According to a source, “In Karachi, the real power in the
MQM was wielded not by its MNAs and MPAs, but its ‘in charge’
at the unit and sector levels, because they were the ones who
were financing the party.” These
offices were often held by unemployed youth who were picked up
from the streets, and for whom this was their first heady taste
of power.
Many political parties also believed that militancy was
the only means to achieve their aims.
The first one to adopt this line of action was Al Zulfikar.
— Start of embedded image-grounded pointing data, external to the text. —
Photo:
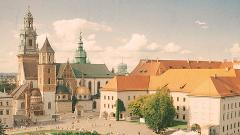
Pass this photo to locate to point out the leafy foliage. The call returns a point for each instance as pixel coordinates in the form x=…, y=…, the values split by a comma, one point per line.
x=2, y=129
x=119, y=108
x=157, y=109
x=7, y=86
x=137, y=106
x=76, y=133
x=74, y=102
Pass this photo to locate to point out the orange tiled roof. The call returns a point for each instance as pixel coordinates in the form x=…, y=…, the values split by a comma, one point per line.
x=125, y=83
x=157, y=67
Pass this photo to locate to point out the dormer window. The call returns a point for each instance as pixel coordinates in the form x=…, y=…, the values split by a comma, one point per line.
x=30, y=42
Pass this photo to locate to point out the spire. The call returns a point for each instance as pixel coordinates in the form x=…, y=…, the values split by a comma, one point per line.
x=47, y=47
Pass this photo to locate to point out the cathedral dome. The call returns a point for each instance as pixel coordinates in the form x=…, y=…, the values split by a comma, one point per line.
x=83, y=91
x=36, y=93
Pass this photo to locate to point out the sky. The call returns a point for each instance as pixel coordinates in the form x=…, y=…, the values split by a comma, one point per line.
x=125, y=30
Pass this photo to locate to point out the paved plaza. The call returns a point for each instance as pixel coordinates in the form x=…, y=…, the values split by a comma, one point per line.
x=68, y=122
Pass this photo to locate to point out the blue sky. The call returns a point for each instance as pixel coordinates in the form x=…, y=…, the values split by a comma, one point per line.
x=126, y=29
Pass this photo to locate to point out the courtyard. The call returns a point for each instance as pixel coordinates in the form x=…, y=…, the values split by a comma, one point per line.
x=91, y=122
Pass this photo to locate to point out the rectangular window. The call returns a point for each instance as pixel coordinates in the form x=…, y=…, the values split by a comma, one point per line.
x=49, y=70
x=30, y=42
x=7, y=112
x=49, y=81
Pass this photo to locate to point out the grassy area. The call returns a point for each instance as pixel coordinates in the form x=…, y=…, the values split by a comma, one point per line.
x=179, y=125
x=57, y=132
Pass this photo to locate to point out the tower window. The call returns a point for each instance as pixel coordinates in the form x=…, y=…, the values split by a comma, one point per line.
x=49, y=105
x=30, y=42
x=49, y=81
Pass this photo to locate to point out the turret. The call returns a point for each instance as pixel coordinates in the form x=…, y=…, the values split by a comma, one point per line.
x=46, y=54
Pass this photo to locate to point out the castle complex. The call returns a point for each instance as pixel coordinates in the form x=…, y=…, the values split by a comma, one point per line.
x=46, y=88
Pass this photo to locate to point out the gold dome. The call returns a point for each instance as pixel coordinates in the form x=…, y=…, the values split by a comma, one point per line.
x=82, y=91
x=36, y=92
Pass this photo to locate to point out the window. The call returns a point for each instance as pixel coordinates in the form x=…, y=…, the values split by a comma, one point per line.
x=30, y=42
x=22, y=105
x=49, y=105
x=98, y=87
x=49, y=81
x=7, y=112
x=49, y=58
x=94, y=104
x=183, y=116
x=49, y=70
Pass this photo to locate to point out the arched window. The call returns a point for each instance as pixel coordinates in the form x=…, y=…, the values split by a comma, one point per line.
x=22, y=105
x=31, y=85
x=94, y=104
x=49, y=81
x=49, y=105
x=90, y=86
x=98, y=87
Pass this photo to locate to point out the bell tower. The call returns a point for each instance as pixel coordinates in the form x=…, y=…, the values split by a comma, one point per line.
x=80, y=55
x=27, y=48
x=47, y=77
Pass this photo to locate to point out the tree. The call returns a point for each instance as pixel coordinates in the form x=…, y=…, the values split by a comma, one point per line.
x=159, y=111
x=137, y=106
x=74, y=102
x=119, y=108
x=2, y=129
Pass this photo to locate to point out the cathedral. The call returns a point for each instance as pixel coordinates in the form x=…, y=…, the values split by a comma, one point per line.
x=46, y=88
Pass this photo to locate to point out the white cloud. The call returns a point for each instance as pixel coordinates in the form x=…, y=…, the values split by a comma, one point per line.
x=235, y=49
x=68, y=29
x=202, y=25
x=171, y=48
x=186, y=51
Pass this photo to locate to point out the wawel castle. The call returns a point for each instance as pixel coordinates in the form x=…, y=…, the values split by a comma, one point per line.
x=206, y=94
x=45, y=88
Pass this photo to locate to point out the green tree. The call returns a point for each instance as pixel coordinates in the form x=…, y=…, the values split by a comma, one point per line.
x=119, y=108
x=159, y=111
x=2, y=129
x=137, y=106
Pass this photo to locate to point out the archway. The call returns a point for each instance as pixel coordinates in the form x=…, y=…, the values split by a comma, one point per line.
x=196, y=128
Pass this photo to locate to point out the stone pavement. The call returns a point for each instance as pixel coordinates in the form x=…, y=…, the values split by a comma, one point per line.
x=67, y=122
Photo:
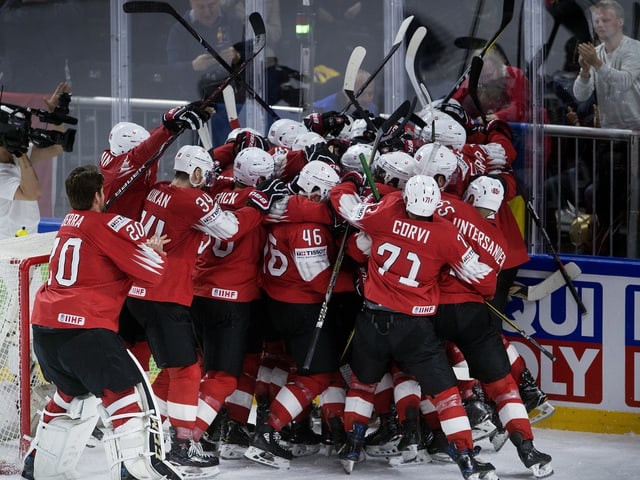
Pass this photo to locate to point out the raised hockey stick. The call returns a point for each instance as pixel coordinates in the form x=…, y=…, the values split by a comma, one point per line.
x=350, y=74
x=137, y=6
x=409, y=64
x=556, y=258
x=229, y=97
x=547, y=286
x=513, y=325
x=397, y=41
x=507, y=15
x=474, y=77
x=260, y=40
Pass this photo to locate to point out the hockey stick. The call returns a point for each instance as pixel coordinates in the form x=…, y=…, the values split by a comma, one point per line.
x=163, y=7
x=397, y=41
x=409, y=63
x=556, y=258
x=229, y=97
x=513, y=325
x=547, y=286
x=507, y=14
x=474, y=77
x=260, y=40
x=350, y=74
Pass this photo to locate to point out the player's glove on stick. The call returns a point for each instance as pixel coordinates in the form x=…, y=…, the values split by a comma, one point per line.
x=191, y=117
x=266, y=193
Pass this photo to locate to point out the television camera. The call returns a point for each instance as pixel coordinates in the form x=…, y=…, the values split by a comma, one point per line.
x=16, y=131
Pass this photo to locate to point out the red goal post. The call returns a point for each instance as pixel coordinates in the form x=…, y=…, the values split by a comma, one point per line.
x=24, y=267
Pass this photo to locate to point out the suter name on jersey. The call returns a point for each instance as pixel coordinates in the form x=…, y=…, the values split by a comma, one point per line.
x=469, y=230
x=159, y=198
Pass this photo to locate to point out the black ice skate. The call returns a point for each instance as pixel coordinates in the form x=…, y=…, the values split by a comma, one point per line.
x=539, y=463
x=383, y=442
x=470, y=467
x=352, y=452
x=266, y=449
x=234, y=441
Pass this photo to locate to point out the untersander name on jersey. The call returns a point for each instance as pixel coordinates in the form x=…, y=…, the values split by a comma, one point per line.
x=71, y=319
x=159, y=198
x=412, y=232
x=72, y=220
x=224, y=294
x=470, y=231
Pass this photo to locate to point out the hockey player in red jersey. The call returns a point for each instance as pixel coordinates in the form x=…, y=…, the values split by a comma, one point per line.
x=95, y=258
x=410, y=248
x=227, y=290
x=297, y=268
x=130, y=147
x=466, y=320
x=182, y=210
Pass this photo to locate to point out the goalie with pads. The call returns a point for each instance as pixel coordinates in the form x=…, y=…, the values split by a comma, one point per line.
x=95, y=259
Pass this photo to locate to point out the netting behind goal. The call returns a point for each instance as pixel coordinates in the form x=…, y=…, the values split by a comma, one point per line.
x=24, y=266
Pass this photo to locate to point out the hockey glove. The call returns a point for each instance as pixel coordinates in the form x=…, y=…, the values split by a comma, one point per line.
x=266, y=193
x=190, y=116
x=328, y=123
x=500, y=126
x=495, y=156
x=355, y=177
x=320, y=151
x=247, y=139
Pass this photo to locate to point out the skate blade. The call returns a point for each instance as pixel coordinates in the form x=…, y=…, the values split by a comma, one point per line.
x=302, y=450
x=482, y=430
x=196, y=473
x=231, y=451
x=421, y=457
x=499, y=439
x=389, y=449
x=266, y=458
x=541, y=412
x=348, y=465
x=542, y=471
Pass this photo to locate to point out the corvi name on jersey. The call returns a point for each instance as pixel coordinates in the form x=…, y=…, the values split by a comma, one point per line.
x=412, y=232
x=72, y=220
x=137, y=291
x=71, y=319
x=222, y=293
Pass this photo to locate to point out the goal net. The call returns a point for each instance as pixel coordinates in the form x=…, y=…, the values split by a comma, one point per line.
x=24, y=266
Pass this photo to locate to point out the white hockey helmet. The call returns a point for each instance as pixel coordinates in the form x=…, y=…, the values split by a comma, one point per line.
x=284, y=131
x=126, y=135
x=448, y=131
x=350, y=160
x=236, y=131
x=317, y=175
x=191, y=157
x=305, y=139
x=434, y=159
x=421, y=195
x=252, y=165
x=487, y=192
x=394, y=168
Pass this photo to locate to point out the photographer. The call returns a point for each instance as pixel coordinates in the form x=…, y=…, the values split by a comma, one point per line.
x=19, y=184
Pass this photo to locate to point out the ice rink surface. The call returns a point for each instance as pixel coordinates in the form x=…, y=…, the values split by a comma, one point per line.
x=576, y=456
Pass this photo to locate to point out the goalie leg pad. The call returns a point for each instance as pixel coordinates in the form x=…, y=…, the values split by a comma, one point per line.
x=138, y=444
x=59, y=445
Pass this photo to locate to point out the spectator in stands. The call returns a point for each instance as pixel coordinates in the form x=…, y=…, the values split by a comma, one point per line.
x=195, y=70
x=19, y=183
x=612, y=71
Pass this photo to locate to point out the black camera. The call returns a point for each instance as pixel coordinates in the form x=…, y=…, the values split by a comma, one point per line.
x=16, y=131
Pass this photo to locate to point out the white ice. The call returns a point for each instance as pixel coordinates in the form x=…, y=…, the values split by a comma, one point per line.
x=576, y=456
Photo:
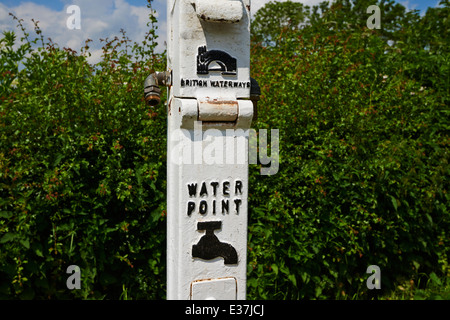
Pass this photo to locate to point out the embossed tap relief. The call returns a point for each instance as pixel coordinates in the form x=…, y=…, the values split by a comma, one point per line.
x=214, y=197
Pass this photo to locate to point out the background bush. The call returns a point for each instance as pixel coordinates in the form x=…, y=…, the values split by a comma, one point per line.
x=363, y=150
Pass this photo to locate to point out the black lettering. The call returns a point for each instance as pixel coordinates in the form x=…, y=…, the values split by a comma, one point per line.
x=238, y=186
x=225, y=204
x=203, y=191
x=238, y=203
x=226, y=186
x=203, y=206
x=192, y=189
x=214, y=185
x=191, y=207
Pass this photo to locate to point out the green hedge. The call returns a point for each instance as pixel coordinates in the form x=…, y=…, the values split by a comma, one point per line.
x=364, y=169
x=82, y=172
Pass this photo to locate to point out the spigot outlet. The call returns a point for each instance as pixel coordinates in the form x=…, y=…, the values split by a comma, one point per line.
x=152, y=91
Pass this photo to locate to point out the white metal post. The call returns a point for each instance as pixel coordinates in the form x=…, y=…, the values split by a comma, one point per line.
x=209, y=114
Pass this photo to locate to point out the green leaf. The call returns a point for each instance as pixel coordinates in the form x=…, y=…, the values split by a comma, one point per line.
x=275, y=268
x=25, y=243
x=8, y=237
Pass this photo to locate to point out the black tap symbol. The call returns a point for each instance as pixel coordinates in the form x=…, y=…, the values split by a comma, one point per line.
x=210, y=247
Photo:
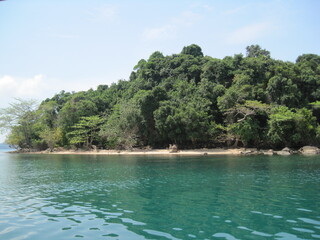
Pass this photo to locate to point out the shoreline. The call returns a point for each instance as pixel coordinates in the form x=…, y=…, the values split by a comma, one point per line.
x=192, y=152
x=306, y=150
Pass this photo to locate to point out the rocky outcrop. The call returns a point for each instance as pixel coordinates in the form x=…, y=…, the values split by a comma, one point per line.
x=284, y=152
x=269, y=152
x=309, y=150
x=173, y=148
x=249, y=151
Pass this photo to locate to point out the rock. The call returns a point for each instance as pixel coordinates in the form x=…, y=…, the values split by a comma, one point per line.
x=284, y=152
x=173, y=148
x=269, y=152
x=309, y=150
x=250, y=151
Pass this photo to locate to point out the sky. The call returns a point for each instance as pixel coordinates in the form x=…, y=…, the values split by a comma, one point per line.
x=47, y=46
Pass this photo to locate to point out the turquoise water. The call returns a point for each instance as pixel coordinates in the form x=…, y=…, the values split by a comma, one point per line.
x=112, y=197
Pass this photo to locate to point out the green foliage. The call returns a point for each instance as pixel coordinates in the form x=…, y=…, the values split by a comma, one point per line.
x=85, y=132
x=188, y=98
x=193, y=50
x=19, y=119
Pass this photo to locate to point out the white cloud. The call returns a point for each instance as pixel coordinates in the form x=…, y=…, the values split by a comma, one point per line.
x=234, y=10
x=103, y=13
x=250, y=33
x=169, y=31
x=164, y=32
x=20, y=87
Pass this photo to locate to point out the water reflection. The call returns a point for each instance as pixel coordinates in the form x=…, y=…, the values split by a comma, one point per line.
x=67, y=196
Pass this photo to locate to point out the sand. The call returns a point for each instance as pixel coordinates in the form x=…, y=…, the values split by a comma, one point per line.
x=193, y=152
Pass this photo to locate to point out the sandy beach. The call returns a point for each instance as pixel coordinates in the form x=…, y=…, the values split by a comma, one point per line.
x=194, y=152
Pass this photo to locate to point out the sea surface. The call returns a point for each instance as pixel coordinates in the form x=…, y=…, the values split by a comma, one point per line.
x=132, y=198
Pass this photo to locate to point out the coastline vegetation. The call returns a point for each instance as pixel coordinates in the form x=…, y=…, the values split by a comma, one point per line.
x=186, y=99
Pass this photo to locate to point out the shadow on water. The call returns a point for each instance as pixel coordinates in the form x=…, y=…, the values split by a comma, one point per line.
x=131, y=197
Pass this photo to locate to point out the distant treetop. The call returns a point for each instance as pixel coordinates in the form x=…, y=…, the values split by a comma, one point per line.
x=193, y=50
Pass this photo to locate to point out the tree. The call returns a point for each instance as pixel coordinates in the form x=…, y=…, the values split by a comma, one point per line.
x=19, y=119
x=193, y=50
x=85, y=132
x=256, y=51
x=291, y=128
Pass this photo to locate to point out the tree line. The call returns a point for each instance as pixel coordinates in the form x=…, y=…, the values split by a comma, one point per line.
x=186, y=99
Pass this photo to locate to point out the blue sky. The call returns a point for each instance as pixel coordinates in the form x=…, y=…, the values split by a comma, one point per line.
x=48, y=46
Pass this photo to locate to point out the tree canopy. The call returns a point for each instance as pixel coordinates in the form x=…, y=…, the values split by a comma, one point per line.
x=189, y=99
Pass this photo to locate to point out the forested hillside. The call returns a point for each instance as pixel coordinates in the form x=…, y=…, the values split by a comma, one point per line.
x=187, y=99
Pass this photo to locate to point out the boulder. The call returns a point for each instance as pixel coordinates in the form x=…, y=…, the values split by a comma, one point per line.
x=309, y=150
x=269, y=152
x=284, y=152
x=173, y=148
Sources maintain that criminalisation in politics was initiated
by the AZO when it began dispatching its activists
indiscriminately to training camps abroad for what was essentially
commando training. Other
parties soon followed suit. A
former activist discloses, “I later found out that the leaders
of these militant organisations used to get cash handouts from
Indian authorities according to the strength of their trained
youth.” Little wonder
then that the militant parties also sent hardened criminals by
the truckloads to training camps abroad in return for greater
financial reward. Points out one source, “The commitment of these
trained youth to their parent organisations can be gauged by the
fact that when Murtaza Bhutto was murdered, none of his party
activists, many of whom had received training in India and Afghanistan,
tried to avenge his killing.”
Terrorists affiliated with political parties have been
cited for their involvement in a litany of crimes – road robberies,
bank and house dacoities, kidnappings and murder.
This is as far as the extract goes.